What I would take away from this one
- Logging must never be able to throw. If your error path can itself fail, your error path will hide the errors you most need to see.
- Read structured fields before serializing. The reason you want is usually sitting in a named field; reach for it before you stringify the universe.
- Circular references hide near anything live. Sockets, streams, and client objects loop back on themselves. Assume any network response can contain one.
- Fix observability first. You cannot debug what you cannot see. Restoring honest logs was the single highest-leverage change in this whole episode.
- Warnings on a long-running process are deferred incidents. Keep-alive and listener limits are not glamorous, but on a bot meant to run for weeks they decide whether it survives.
The theme connecting Part 1 and Part 2 is the same: on a real trading system, the strategy is almost never the thing that breaks first.
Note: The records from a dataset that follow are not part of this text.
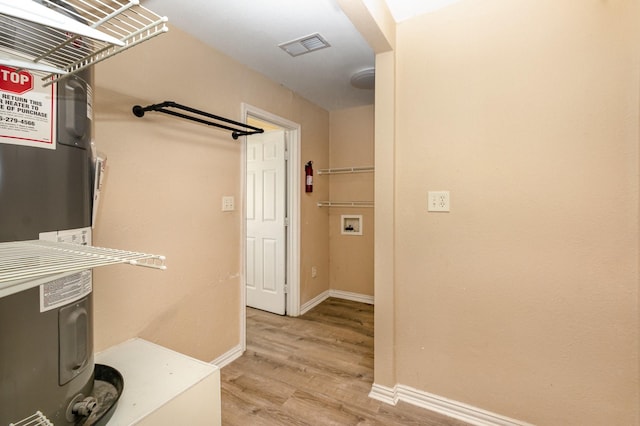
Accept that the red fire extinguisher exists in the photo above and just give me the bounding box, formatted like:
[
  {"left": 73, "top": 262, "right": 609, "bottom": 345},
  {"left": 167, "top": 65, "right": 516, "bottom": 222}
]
[{"left": 304, "top": 161, "right": 313, "bottom": 192}]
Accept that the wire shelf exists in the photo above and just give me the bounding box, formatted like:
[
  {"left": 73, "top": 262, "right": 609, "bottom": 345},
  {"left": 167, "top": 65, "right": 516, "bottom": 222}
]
[
  {"left": 318, "top": 201, "right": 374, "bottom": 208},
  {"left": 0, "top": 240, "right": 167, "bottom": 289},
  {"left": 9, "top": 411, "right": 53, "bottom": 426},
  {"left": 318, "top": 166, "right": 375, "bottom": 175},
  {"left": 0, "top": 0, "right": 168, "bottom": 86}
]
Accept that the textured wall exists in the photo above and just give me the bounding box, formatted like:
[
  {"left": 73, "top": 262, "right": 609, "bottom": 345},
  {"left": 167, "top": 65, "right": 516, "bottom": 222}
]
[
  {"left": 94, "top": 28, "right": 329, "bottom": 361},
  {"left": 330, "top": 105, "right": 375, "bottom": 296},
  {"left": 392, "top": 0, "right": 640, "bottom": 425}
]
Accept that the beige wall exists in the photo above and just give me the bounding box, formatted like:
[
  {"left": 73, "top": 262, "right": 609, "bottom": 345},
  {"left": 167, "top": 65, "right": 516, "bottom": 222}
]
[
  {"left": 94, "top": 28, "right": 329, "bottom": 361},
  {"left": 330, "top": 105, "right": 374, "bottom": 296},
  {"left": 390, "top": 0, "right": 640, "bottom": 425}
]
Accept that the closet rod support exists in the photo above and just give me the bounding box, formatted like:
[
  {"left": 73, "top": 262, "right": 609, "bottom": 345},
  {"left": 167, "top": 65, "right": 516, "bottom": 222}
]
[{"left": 132, "top": 101, "right": 264, "bottom": 139}]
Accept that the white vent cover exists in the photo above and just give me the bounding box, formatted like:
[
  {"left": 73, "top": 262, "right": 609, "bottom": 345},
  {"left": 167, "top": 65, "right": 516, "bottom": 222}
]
[{"left": 278, "top": 33, "right": 331, "bottom": 56}]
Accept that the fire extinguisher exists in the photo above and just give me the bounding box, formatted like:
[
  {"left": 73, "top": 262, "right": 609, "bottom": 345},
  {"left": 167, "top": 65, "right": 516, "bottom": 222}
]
[{"left": 304, "top": 161, "right": 313, "bottom": 192}]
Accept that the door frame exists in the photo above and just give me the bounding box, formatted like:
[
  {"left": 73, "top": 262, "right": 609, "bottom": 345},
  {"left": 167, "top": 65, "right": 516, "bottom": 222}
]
[{"left": 240, "top": 102, "right": 302, "bottom": 352}]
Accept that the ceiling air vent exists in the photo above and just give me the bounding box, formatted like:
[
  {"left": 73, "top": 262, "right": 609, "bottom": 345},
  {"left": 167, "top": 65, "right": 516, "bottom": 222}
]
[{"left": 278, "top": 33, "right": 331, "bottom": 56}]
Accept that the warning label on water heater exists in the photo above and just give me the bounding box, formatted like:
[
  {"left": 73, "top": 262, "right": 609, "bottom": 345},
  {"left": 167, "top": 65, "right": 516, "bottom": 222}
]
[{"left": 0, "top": 65, "right": 56, "bottom": 149}]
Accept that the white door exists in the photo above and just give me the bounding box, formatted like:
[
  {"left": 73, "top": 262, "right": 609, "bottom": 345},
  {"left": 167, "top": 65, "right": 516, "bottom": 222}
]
[{"left": 246, "top": 130, "right": 286, "bottom": 315}]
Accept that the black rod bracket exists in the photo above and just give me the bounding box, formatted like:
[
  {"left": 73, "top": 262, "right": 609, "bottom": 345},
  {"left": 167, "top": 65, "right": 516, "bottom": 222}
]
[{"left": 132, "top": 101, "right": 264, "bottom": 139}]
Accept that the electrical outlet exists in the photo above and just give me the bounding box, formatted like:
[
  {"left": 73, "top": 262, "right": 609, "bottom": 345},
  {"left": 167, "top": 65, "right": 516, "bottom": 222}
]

The signature type, the closed market, the truncated sample, and now a logging line that crashed while trying to report a crash — these are the failures that actually stand between an idea and a working bot. None of them are clever. All of them are silent until you go looking, and the system will rarely tell you which one you are facing.
In the next entry I will move up a layer from execution to selection: how I scan for wallets worth following, why most “profitable” wallets are statistical mirages, and the difference between a trader with an edge and a market-making bot that merely looks like one over a short window.
Disclaimer: This article is a technical development log for informational and educational purposes only. It is not financial advice, not a recommendation to trade prediction markets, and not an endorsement of any platform. Prediction markets are restricted or prohibited in many jurisdictions — check your local laws before participating. Do your own research.